After all of the hullabaloo about the OGL, I would have thought that was obvious: it lays the groundwork (i.e. new rules set) for them creating an "immersive" D&D VTT, which has monthly subscriptions and is replete with micro-transactions, which other VTTs can't offer. That's where the money is, as far as WotC/Hasbro is concerned, with the books largely being an afterthought. That's why they were trying to revoke/de-authorize the OGL v1.0a in the first place; because they wanted to eliminate direct competitors for playing D&D in the digital marketplace, squeezing out places like Foundry and Roll20 by disallowing them from hosting 5E-compatible experiences, since those would be too similar to a 5E-compatible 1D&D game.

But if they make 1D&D dissimilar enough from 5E, then presuming they can get the bulk of their current customer base to switch over (which I think is an overestimation on their part), they can still make their VTT into the one-and-only place to get "authentic" D&D VTT gameplay.

Micah Sweet

Level Up & OSR Enthusiast
I don' t think you will be correct. But if it will turn out like this, then I would hate that they added SRD5.1 to CC. Then I think harm has been done to me and many people who were looking forward to a consolidated 5e.

But as I said: very unlikely that they just give up and sell it.
I don't really want a consolidated 5e. Putting the 5.1 into the CC essentially allows folks to cut WotC out of the equation, especially with the option of 1.0a still out there. I would be happy to see WotC spin off on its own here.

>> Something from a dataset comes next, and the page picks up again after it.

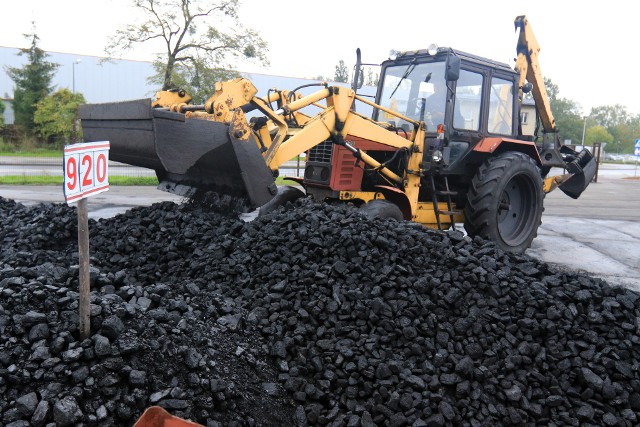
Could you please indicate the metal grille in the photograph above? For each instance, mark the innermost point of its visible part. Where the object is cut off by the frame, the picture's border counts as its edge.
(321, 153)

Three weeks ago I would say yes, the hostility around 3pp lends itself to a split.

That said, since moving away from the controversy I don’t think they have anything to gain by casting 5e off at this point. I think it will be and will stay compatible for a relatively long time… however if they can find ways to differentiate they will. It just might be optional instead of part of core rules.

So far in the play test, that isn't true.

They have nerfed the biggest options, like adding concentration to spiritual weapon.

And buff the weakest ones, like two weapon fighting.

I think if they can achieve that for all classes, it would be a big argument to transition to OneD&D.
But actually they don't need us to switch.
If they opt to go the slow and steady route as with core 5e, new players will naturally just pick the new books and take the new online offers. And after a few years, 90% of the player base will play OneD&D.

Won't happen if the difference is too big, because they have to build up a whole new eco system and compete against themselves.